The following problem is due to Freudenthal a Dutch mathematician. He published it in a journal for mathematical interested public in 1969.

p and q are two different integers, greater than 1 and less than 100. S and P are two mathematicians; S knows the sum p+q, P knows the product pq, and both know the information in these two sentences. The following conversation occurs.

P says "I cannot find these numbers."

S says "I was knew that you could not find them. I cannot either."

P says "Then, I found these numbers."

S says "If you could find them, then I also found them."

What are these numbers?

The solution in Euler is our challenge.

First we generate vectors p and q, such that p[i] and q[i] contain all possible variations once.

>function pq () ... p=[]; q=[]; for i=2 to 99 for j=2 to i p=p|j; q=q|i; end; end; return {p,q} endfunction

>{p,q}=pq();

Here are the first 11 combinations.

>(p'|q')[1:11]

2 2 2 3 3 3 2 4 3 4 4 4 2 5 3 5 4 5 5 5 2 6

We will need a function, which select the indices of a vector, which occur only once.

>function isonce(v) := nonzeros(getmultiplicities(v,v)==1);

The fact that P cannot deduce the numbers means that the product pq occurs more than once in all possible products.

We select the indices as P1, where P would know the answer.

>P1=isonce(p*q); >unique((p*q)[P1]); %[1:20]

[4, 6, 8, 9, 10, 14, 15, 21, 22, 25, 26, 27, 33, 34, 35, 38, 39, 46, 49, 51]

Note that 8 is among these numbers. Others are products or squares of primes. Here is a list of the first 10 elements.

>(p'|q')[P1][1:10]

2 2 2 3 3 3 2 4 2 5 3 5 5 5 2 7 3 7 5 7

S says: "I knew you would not know the number."

Thus his sum p+q is not among the sums of numbers for which P would have known. So we must exclude all sums p+q which are not among the sums (p+1)[P1].
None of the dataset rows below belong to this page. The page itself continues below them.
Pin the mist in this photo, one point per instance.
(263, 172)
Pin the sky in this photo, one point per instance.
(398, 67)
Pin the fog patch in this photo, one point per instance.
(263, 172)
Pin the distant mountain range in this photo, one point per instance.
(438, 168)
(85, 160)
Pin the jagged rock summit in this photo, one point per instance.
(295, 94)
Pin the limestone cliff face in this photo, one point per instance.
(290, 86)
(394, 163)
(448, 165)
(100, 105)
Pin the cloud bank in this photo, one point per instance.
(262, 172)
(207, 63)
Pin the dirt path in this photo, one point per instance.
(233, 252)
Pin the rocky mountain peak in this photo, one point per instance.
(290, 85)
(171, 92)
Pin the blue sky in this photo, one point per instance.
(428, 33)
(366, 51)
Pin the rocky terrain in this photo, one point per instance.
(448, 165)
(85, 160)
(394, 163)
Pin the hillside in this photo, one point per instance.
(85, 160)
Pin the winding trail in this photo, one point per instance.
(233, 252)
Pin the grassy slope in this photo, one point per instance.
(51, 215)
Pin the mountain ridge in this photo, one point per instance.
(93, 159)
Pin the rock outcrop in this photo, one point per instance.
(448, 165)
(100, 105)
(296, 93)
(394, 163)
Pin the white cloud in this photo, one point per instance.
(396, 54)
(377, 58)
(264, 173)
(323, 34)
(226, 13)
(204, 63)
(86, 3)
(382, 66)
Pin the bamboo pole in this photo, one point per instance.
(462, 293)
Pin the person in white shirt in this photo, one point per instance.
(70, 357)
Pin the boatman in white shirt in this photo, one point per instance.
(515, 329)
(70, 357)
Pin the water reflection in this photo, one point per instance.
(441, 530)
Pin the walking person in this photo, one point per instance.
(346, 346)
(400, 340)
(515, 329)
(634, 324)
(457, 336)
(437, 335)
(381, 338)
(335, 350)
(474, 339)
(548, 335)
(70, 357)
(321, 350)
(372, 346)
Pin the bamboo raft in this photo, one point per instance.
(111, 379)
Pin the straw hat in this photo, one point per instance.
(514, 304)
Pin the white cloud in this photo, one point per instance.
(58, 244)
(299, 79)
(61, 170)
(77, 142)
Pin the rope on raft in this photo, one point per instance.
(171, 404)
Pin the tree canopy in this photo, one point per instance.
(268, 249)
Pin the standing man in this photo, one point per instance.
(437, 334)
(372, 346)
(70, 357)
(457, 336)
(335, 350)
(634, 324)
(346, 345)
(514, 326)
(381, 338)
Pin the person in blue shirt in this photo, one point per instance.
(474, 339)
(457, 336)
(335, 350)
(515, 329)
>function notin(v,x) := nonzeros(indexof(v,x)==0);

With this function we generate a list of indices S1, which are possible sums such that S would now that P does not know.

>S1=notin((p+q)[P1],p+q);

There are not many sums left.

>unique((p+q)[S1])

[11, 17, 23, 27, 29, 35, 37, 41, 47, 53]

P: "Now I know!"

Thus P has a product, which is only in one way representable as pq such that p+q is in the list of left over sums.

We extract a list P2 of possible indices. For this, we select under all p, q with correct sum those that have a unique product.

>P2=S1[isonce((p*q)[S1])];

There are surprisingly many combinations left.

>length(P2)

86

S: "Now I know too!"

This is the same as above, but with sums.

>S2=P2[isonce((p+q)[P2])]

69

There is only one index left.

>p[S2]|q[S2]

[4, 13]